Real-World Social Problem-Solving in ASD: The Influence of Executive Functions

Poster Presentation
Friday, May 3, 2019: 5:30 PM-7:00 PM
Room: 710 (Palais des congres de Montreal)
M. Stabile, S. R. Dokuru, B. Castelluccio, A. R. Canfield, A. Hogstrom, J. J. Green and I. M. Eigsti, Psychological Sciences, University of Connecticut, Storrs, CT
Background: Social communication impairments in individuals with autism spectrum disorder (ASD) are associated with executive function deficits. However, much of this work relies on standardized assessments. The current study utilized a task designed to elicit spontaneous language between two speakers; the task has high ecological validity; we argue that it is more representative of real-world language skills than performance on the item-by-item probes of a standardized assessment.

Objectives: This work examined diagnostic differences in a novel measure of accuracy on a social communication task, and associations between task performance and executive function, social communication, and verbal IQ skills. We hypothesized that adolescents with ASD would underperform in a social problem-solving task, and that their difficulties would reflect individual differences in executive function (especially planning, working memory and inhibition).

Methods: A total of 29 adolescents (15 TD, 14 ASD) completed a social communication task in which participants collaborated verbally with an undergraduate research assistant (RA; naive to study hypotheses) to navigate a series of maps (Anderson et al., 1991). Participants alternated between “Tourist” and “Guide” roles, completing six maps. “Guide” maps (Figure 1a) contained a route drawn from a starting point through a series of landmarks to a finish point; the corresponding “Tourist” map contained similar landmarks without the route. There were three non-shared landmarks on each map. Guide and Tourist routes were converted to digital format for analysis in Photoshop (Figure 1b). Route accuracy was operationalized as the number of pixels contained within the area formed by the spatial difference between correct and drawn routes (Figure 1c). Participants also completed the Stanford Binet Vocabulary subtest; parents completed the BRIEF parent report form, as a measure of executive skills, and the Social Communication Questionnaire (SCQ) and the ADOS (ASD group only) as measures of symptomatology.

Results: Route accuracy was lower for ASD+RA pairs, F=8.61, p = .007, suggesting less efficient route-drawing. Group differences held whether the participant or RA was drawing the route, indicating that group differences were not due to fine motor control. Correlational analyses across groups revealed that route accuracy was associated with global executive functions (BRIEF GEC scores), r = .55, p = .002, and with Vocabulary scores, r = -.38, p = .04 (correlations were similar within each group). When the participant was the Guide, route accuracy for ASD+RA pairs was associated with ADOS communication domain scores, r(14)=.60, p=.02; this was not the case when the RA was the guide, p =.46.

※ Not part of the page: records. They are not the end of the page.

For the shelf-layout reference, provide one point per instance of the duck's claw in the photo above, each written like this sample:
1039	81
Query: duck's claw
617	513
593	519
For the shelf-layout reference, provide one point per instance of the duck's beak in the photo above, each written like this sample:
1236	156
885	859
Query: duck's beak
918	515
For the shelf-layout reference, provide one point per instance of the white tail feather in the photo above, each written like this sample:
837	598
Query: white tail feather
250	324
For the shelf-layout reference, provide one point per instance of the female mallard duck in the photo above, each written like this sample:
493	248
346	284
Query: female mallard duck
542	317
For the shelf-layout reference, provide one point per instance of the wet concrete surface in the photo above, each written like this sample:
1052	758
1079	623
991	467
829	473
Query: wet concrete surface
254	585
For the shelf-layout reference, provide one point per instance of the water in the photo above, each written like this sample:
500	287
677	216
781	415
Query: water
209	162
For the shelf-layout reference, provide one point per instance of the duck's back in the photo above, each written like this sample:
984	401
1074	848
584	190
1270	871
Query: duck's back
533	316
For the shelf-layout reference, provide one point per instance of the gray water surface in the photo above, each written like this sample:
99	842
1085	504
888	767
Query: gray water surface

Conclusions: When describing navigational routes to a study-naïve RA, adolescents with ASD had greater difficulty in communicating about those routes; individual differences reflected both executive skills, and also ASD symptom severity (as indexed by the ADOS). Route accuracy was apparently influenced by communication strategies. Task discourse analyses (currently underway) of turn-taking, shared vocabulary, and clarification of misunderstandings, can reveal specific aspects of communication that promote or inhibit more effective communication. As such, findings will assist in identifying optimal targets for intervention, to support better communication.